Load-store propagation was very effective for vectors so we extended it to upvalues, buffers and userdata.
Multiple upvalue lookups to the same slot can now be reused without reloading the memory. We keep all the stores for now until we get new dead store optimizations, but we can still skip reloading the values that have just been stored outside.
To support this for buffer data, we had to introduce new instructions for properly truncating data.
For example, if you write 0xabcd with buffer.writei8, you cannot just re-use the same value for a future read at that location, but need to truncate it to 0xcd. And of course that might not be a constant value you can constant-fold.
Userdata is actually very similar to buffers, using the same IR instructions for access. But with load-store propagation, we are able to remove temporary userdata allocation.

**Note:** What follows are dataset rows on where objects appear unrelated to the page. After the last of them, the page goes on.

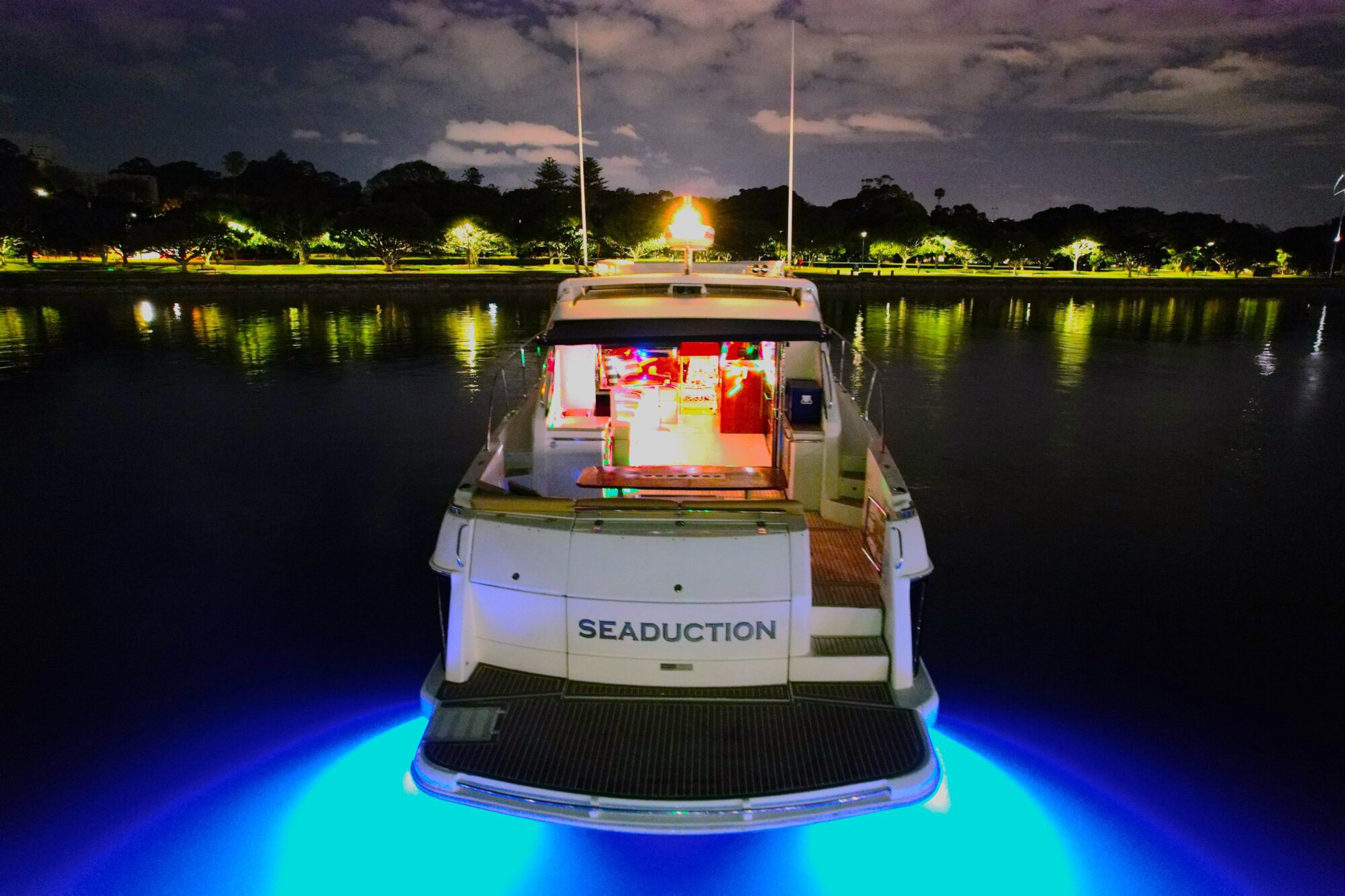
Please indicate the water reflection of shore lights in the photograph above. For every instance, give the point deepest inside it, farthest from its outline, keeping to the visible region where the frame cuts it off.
(145, 315)
(1073, 329)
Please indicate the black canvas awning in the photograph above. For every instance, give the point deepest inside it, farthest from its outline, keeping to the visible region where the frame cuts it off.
(669, 330)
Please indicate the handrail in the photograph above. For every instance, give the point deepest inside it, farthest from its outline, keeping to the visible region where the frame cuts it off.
(875, 385)
(500, 377)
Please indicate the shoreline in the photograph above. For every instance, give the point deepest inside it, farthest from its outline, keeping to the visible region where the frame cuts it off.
(22, 283)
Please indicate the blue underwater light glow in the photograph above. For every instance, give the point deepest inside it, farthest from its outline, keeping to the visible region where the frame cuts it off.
(344, 821)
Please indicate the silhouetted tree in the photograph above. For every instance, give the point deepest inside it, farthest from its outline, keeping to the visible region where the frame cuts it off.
(387, 231)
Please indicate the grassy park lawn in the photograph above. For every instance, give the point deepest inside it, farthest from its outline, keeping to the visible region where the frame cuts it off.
(337, 266)
(1003, 272)
(319, 266)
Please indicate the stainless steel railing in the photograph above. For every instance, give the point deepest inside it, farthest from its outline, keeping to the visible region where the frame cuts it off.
(861, 368)
(529, 369)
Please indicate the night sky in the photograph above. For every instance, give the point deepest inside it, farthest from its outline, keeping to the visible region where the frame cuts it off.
(1013, 106)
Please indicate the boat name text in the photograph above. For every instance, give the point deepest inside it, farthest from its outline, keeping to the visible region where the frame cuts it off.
(614, 630)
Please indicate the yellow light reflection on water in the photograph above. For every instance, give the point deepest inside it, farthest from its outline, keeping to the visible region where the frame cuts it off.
(145, 315)
(1071, 331)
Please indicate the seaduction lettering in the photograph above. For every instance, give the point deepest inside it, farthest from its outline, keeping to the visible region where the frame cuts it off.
(693, 633)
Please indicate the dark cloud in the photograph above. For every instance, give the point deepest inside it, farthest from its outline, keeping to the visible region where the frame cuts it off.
(1004, 103)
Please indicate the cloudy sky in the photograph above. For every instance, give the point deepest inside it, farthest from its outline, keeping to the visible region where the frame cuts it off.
(1219, 106)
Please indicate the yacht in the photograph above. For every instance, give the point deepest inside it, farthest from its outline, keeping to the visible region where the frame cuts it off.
(681, 584)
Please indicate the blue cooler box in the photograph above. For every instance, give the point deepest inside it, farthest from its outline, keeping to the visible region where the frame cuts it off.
(804, 401)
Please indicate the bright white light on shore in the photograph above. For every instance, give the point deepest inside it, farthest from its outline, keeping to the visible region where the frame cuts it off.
(688, 229)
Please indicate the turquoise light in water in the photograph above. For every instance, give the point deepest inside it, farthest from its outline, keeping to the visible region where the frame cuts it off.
(344, 821)
(357, 829)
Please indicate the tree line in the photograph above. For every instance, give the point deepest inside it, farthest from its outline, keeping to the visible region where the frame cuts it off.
(282, 208)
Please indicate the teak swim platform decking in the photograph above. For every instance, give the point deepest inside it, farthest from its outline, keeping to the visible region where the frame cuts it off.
(681, 585)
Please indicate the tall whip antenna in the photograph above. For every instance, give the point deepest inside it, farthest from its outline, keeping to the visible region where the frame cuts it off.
(579, 107)
(789, 225)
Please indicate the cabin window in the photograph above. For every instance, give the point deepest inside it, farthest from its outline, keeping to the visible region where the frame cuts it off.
(689, 403)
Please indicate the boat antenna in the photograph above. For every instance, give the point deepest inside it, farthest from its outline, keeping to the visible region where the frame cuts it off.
(789, 220)
(579, 108)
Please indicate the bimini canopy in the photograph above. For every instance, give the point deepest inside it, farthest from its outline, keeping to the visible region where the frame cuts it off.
(644, 309)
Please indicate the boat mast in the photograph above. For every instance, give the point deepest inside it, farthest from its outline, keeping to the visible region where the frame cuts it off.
(789, 225)
(579, 108)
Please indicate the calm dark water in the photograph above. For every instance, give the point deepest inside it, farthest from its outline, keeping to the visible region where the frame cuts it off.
(216, 518)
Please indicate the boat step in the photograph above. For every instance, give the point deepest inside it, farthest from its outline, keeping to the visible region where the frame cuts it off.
(843, 659)
(847, 622)
(847, 610)
(848, 512)
(849, 646)
(855, 464)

Custom userdata types with proper IR hooks can now generate code that is very efficient without having to be built-in.
In the following example, we are reading a userdata field ‘uv’ from another userdata twice to access its components:
local function test(v: vertex)
return v.uv.x * v.uv.y
end
Previously, this would have created the temporary ‘v.uv’ object twice:
%6 = LOAD_POINTER R0
CHECK_USERDATA_TAG %6, 13i, exit(0)
%8 = BUFFER_READF32 %6, 24i, tuserdata
%9 = BUFFER_READF32 %6, 28i, tuserdata
CHECK_GC
%11 = NEW_USERDATA 8i, 12i
BUFFER_WRITEF32 %11, 0i, %8, tuserdata
BUFFER_WRITEF32 %11, 4i, %9, tuserdata
%20 = BUFFER_READF32 %11, 0i, tuserdata
%21 = FLOAT_TO_NUM %20
%28 = BUFFER_READF32 %6, 24i, tuserdata
%29 = BUFFER_READF32 %6, 28i, tuserdata
%31 = NEW_USERDATA 8i, 12i
BUFFER_WRITEF32 %31, 0i, %28, tuserdata
BUFFER_WRITEF32 %31, 4i, %29, tuserdata
STORE_POINTER R4, %31
STORE_TAG R4, tuserdata
%40 = BUFFER_READF32 %31, 4i, tuserdata
%41 = FLOAT_TO_NUM %40
%50 = MUL_NUM %21, %41
After new optimizations, we propagate the fields, remove unused temporary allocations and perform the target multiplication:
%6 = LOAD_POINTER R0
CHECK_USERDATA_TAG %6, 13i, exit(0)
%8 = BUFFER_READF32 %6, 24i, tuserdata
%9 = BUFFER_READF32 %6, 28i, tuserdata
CHECK_GC
%21 = FLOAT_TO_NUM %8
%41 = FLOAT_TO_NUM %9
%50 = MUL_NUM %21, %41
In the future, we are looking to apply load-store propagation to table accesses as well.
Another area of optimization that we are looking into are optimizations around implicit integer values.
Operations like adding or subtracting integer numbers coming from buffers or bit32 library results can now use integer CPU instructions automatically.
Additional optimizations around int/uint/double conversions lets us stay longer with those integer values as long as results perfectly match the ones that double numbers would give.
Other work we have done this year includes:
- Arithmetic optimization for basic identities like
1 * a => a,a * 2 => a + aand others - Optimization data now flows between separate basic blocks as long as they end up glued together in 1:1 relationship
- Unused GC object stores to VM registers can now be removed as long as no one will observe their death by garbage collection
- Float load/store has been separated from float/double conversion for better value reuse
- Constant information can be attached to IR registers instead of VM registers for values without a VM storage location
- Loop step value extraction optimization has been fixed to work in additional cases
- Optimization for register spills and handling of code with more live registers than can fit into CPU registers
We have a lot of work planned for improving native code generation next year!
Community
A big thank you goes to our open source community for their contributions over the last year. Some of the improvements that we have mentioned come directly from your PRs or your feedback!